The Foundation
The B612 Foundation is a California non-profit, private foundation organized under the provisions of 501(c)(3). Contributions to support its work are tax exempt. Its principle offices are in Mountain View, CA.
The name of the organization derives from the Antoine de Saint-Exupery’s story The Little Prince, who lived on an asteroid called B612.
Meet the Team:
Ed Lu
Ed Lu is a former NASA astronaut who flew 3 space missions including 6 months on the International Space Station. From 2007-2010, he led the Advanced Projects group at Google, where his teams developed imaging technology for Google Earth/Maps, Google Street View, and energy information products including Google PowerMeter. He holds a PhD in astrophysics from Stanford University, and a bachelors degree in Electrical Engineering from Cornell University. He is currently Chairman of the B612 Foundation.
Rusty Schweickart
Rusty Schweickart was the Lunar Module Pilot on the Apollo 9 mission, 3-13 March 1969. From 1979-1983 he was Chairman of the California Energy Commission. In 1985 he founded the Association of Space Explorers and served as President of ASE-USA until 1989. From 1990-1999 Schweickart was founder and CEO of several space and internet startups. Schweickart served as Chairman of B612 Foundation from 2001-2011. Full bio
Clark Chapman
Clark Chapman is a planetary scientist whose research has specialized in studies of asteroids and cratering of planetary surfaces, using telescopes, spacecraft, and computers. He is a past Chair of the Division for Planetary Sciences (DPS) of the American Astronomical Society and was the first editor of the “Journal of Geophysical Research – Planets.” He is a winner of the DPS’s Carl Sagan Award for Excellence in Public Communication in Planetary Sciences. He has been on the science teams of the Galileo, Near-Earth Asteroid Rendezvous (NEAR-Shoemaker), and MESSENGER missions. He has undergraduate, Master’s, and PhD degrees from Harvard (astronomy), M.I.T. (meteorology), and M.I.T. (planetary science), respectively.
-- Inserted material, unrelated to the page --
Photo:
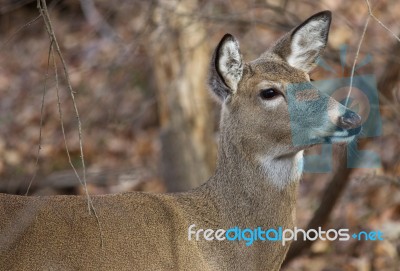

For many years he was at the Planetary Science Institute (SAIC) in Tucson and has been at Southwest Research Institute in Boulder since 1996.
Dan Durda
Dr. Durda is a Principal Scientist in the Dept. of Space Studies of the Southwest Research Institute’s Boulder Colorado office. He has over 20 years of experience researching the collisional and dynamical evolution of main-belt and near-Earth asteroids, Vulcanoids, Kuiper belt comets, and interplanetary dust. He is an active pilot, with time logged in over a dozen types of aircraft including the F/A-18 Hornet and the F-104 Starfighter, and was a 2004 NASA astronaut selection finalist. He serves as a flight astronomer for the SWUIS-A airborne astronomical imaging system flown aboard NASA and military high- performance, high-altitude aircraft and has spent over 84 minutes of time in zero-gravity conducting experiments on NASA’s KC-135 Reduced Gravity Research Aircraft. Durda is one of three SwRI payload specialists who will fly on multiple suborbital spaceflights on Virgin Galactic’s Enterprise and XCOR Aerospace’s Lynx.
Piet Hut
Piet Hut is a professor of astrophysics at the Institute for Advanced Study in Princeton, NJ, where he is also the head of the Program for Interdisciplinary Studies. While his main specialization is in stellar and planetary dynamics, many of his more than two hundred articles are written in collaboration with colleagues from different fields, ranging from particle physics, geophysics and paleontology to computer science, cognitive psychology and philosophy
Geoff Baehr
Geoffrey Baehr is a technical advisor to numerous venture capital firms, startups and other companies. He previously was a General Partner at US Venture Partners, managing a >$2B portfolio of diverse startups. Prior to this he was Chief Network Office (CTO) for Networking at Sun Microsystems for 13 1/2 yrs, in charge of technical directions in networking and scaling, protocol design and implementation. He also led Advanced Development, Network Security and other areas. He also has been a licensed paramedic, is a POST qualified level II Reserve Police Officer and is head diver for the San Mateo County Sheriff’s Office Dive Unit. Geoff has worked as a commercial diver, recreational dive instructor, salvage and at other underwater activities. He is a qualified sidescan and sector scan sonar operator, underwater search and recovery specialist and captains various vessels, both power and sail.
Harold Reitsema
Harold Reitsema is a Planetary Scientist who discovered moons of Saturn and Neptune with ground-based telescopes. During 26 years at Ball Aerospace he helped to design and build many NASA space science missions including Deep Impact, Kepler, Spitzer and instruments for the Hubble Space Telescope. He holds a Ph.D. in Astronomy from New Mexico State University. He is currently a consultant to the aerospace industry and a co-investigator for NASA’s New Horizons mission to Pluto and beyond.